Serial "Lady Love" miał swoją premierę w grudniu 2024 roku. Na platformie Max można co tydzień oglądać nowy odcinek tej produkcji.
Serial "Lady Love" jest hitem w Polsce i na świecie
Serial, który jest pierwszą oryginalną produkcją tej platformy docenili widzowie w Polsce, ale też na świecie m.in. w USA oraz Hiszpanii. Wciąż plasuje się wśród najlepiej oglądanych. Główną rolę w "Lady Love" zagrała Anna Szymańczyk.
Aktorka wcieliła się w postać Lucyny Lis.
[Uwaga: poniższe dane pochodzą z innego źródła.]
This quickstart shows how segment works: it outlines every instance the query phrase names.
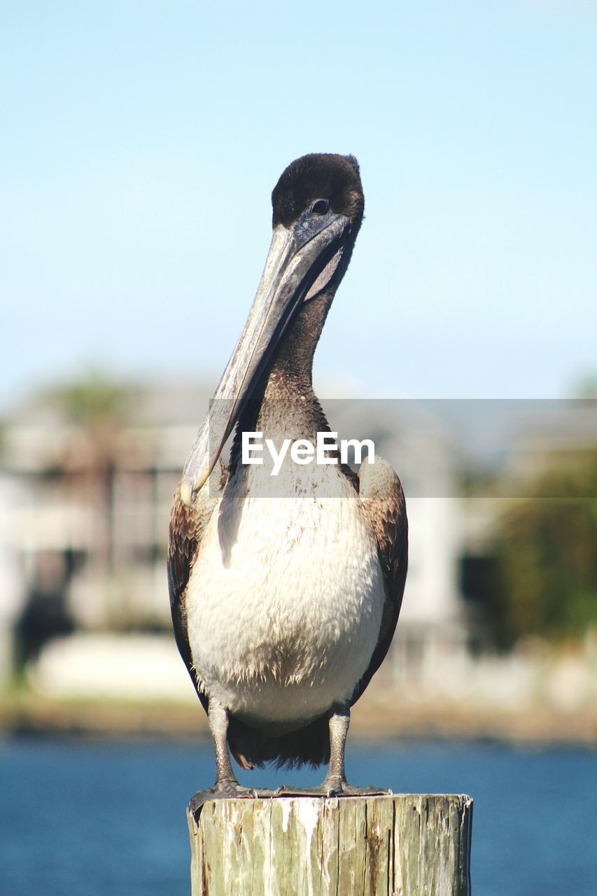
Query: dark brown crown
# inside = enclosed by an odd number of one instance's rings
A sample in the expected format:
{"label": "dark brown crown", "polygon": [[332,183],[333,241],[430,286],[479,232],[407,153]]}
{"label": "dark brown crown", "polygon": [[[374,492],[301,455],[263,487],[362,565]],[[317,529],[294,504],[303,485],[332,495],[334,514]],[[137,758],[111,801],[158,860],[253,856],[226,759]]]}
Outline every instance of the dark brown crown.
{"label": "dark brown crown", "polygon": [[354,156],[312,152],[290,162],[272,193],[273,227],[290,227],[317,199],[329,200],[333,211],[346,215],[356,236],[365,197]]}

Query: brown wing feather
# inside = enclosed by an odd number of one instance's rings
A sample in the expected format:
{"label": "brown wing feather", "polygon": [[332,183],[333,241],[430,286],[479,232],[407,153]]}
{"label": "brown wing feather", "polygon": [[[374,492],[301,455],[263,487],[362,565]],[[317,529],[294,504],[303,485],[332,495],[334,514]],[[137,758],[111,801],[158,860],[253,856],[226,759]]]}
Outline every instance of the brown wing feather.
{"label": "brown wing feather", "polygon": [[[219,485],[218,476],[220,477]],[[180,498],[180,486],[178,485],[174,493],[170,512],[168,542],[168,588],[170,594],[174,636],[180,656],[185,661],[205,711],[207,711],[207,696],[201,688],[193,668],[193,658],[186,631],[186,588],[203,530],[220,500],[227,476],[227,471],[221,464],[218,473],[215,476],[212,475],[209,487],[203,487],[199,492],[197,504],[193,508],[183,504]]]}
{"label": "brown wing feather", "polygon": [[375,464],[363,461],[359,470],[359,494],[377,539],[384,571],[385,602],[379,637],[371,662],[350,701],[355,703],[371,681],[388,651],[398,622],[404,593],[409,556],[409,524],[400,479],[383,458]]}

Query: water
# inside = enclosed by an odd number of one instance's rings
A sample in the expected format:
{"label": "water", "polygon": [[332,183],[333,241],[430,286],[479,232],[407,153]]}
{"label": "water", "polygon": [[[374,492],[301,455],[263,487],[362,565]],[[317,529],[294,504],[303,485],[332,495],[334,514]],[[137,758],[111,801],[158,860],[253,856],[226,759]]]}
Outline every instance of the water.
{"label": "water", "polygon": [[[594,896],[597,753],[487,744],[350,744],[356,784],[474,798],[475,896]],[[188,896],[185,806],[212,782],[207,745],[0,741],[0,892]],[[315,783],[308,771],[241,776]]]}

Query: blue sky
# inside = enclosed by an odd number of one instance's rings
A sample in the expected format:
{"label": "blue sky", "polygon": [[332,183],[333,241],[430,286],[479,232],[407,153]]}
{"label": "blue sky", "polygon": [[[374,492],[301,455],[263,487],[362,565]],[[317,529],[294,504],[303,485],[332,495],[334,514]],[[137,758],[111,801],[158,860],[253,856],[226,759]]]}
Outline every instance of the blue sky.
{"label": "blue sky", "polygon": [[308,151],[354,153],[366,194],[319,382],[569,394],[597,370],[596,10],[5,4],[0,409],[90,365],[215,384]]}

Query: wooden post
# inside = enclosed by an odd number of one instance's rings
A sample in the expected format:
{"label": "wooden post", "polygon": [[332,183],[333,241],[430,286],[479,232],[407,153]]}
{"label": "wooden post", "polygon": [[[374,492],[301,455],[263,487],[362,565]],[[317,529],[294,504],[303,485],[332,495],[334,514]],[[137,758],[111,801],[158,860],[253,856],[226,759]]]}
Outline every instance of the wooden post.
{"label": "wooden post", "polygon": [[280,797],[205,803],[192,896],[469,896],[472,800]]}

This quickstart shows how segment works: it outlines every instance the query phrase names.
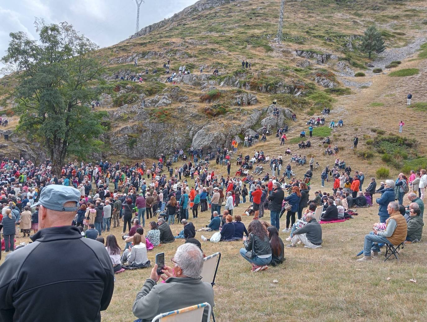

To młoda dziewczyna z PRL-owskiego miasteczka, która ucieka za granicę, a dokładnie do RFN. Trafia na okładki pism dla dorosłych i szybko staje się gwiazdą znaną pod pseudonimem "Lucy Love".
Anna Szymańczyk bała się castingu do "Lady Love"
Anna Szymańczyk w rozmowie z magazynem "Elle" przyznała, że kiedy otrzymała propozycję udziału w castingu do tej produkcji i dowiedziała się, że to bohaterka, której losy związane są z branżą dla dorosłych, uznała to za ryzykowne.
Mam sporo kompleksów, a w tej roli wiele scen wymaga odsłonięcia ciała. Przekonał mnie jednak scenariusz. Lucyna to postać złożona, pełna wewnętrznych konfliktów, a wątek branży filmów dla dorosłych stanowi jedynie katalizator jej historii - mówi aktorka.
Anna Szymańczyk o kulisach scen intymnych w "Lady Love"
Zaznacza, że w serialu "Lady Love" nie chodzi tak naprawdę o epatowanie nagością, ale opowieść o kobiecie, która walczy o siebie i płaci za to ogromną cenę. Anna Szymańczyk w rozmowie z "Elle" zdradziła także kulisy pracy na planie tej produkcji. Jak poradziła sobie z graniem odważnych, rozbieranych scen?
Nie mam 20 lat, tylko 37, więc musiałam trochę powalczyć, żeby to ciało „zebrać”. Ale przede wszystkim do rozbieranej roli trzeba dojrzeć. Doszłam do etapu, że jestem ze swoim ciałem pogodzona- mówi aktorka.
Dodaje, ze zdaje sobie sprawę z tego, że nie wydłuży sobie nóg i nie wytnie żeber. Mogę jedynie zadbać, żeby było w dobrej formie. Bałam się, że na planie będę mieć blokadę, ale gdy zrozumiałam tę postać, wszystkie opory zniknęły. W przypadku „Lady Love” bardzo chronił mnie kostium, makijaż oraz scenografia - przyznaje.
Anna Szymańczyk o najtrudniejszych scenach w serialu
Zaznacza, że paradoksalnie to nie sceny intymne były dla niej najtrudniejsze. Współcześnie nagość już raczej nikogo nie szokuje - uważa Szymańczyk. I dodaje, że trudne były sceny związane z relacją z córką. Lucyna zmaga się z wewnętrznym konfliktem, jest rozdarta między rolą matki a realizacją własnych pragnień - mówi Szymańczyk.
Aktorka ma nadzieję, że film dotrze do kobiet, również tych z małych miasteczek. Mam nadzieję, że kobiety zrozumieją, że seksapil jest niezależny od wieku czy rozmiaru. Chociaż spodziewam się też komentarzy typu: "co za pasztet wybrano do tej roli" - mówi w rozmowie z "Elle".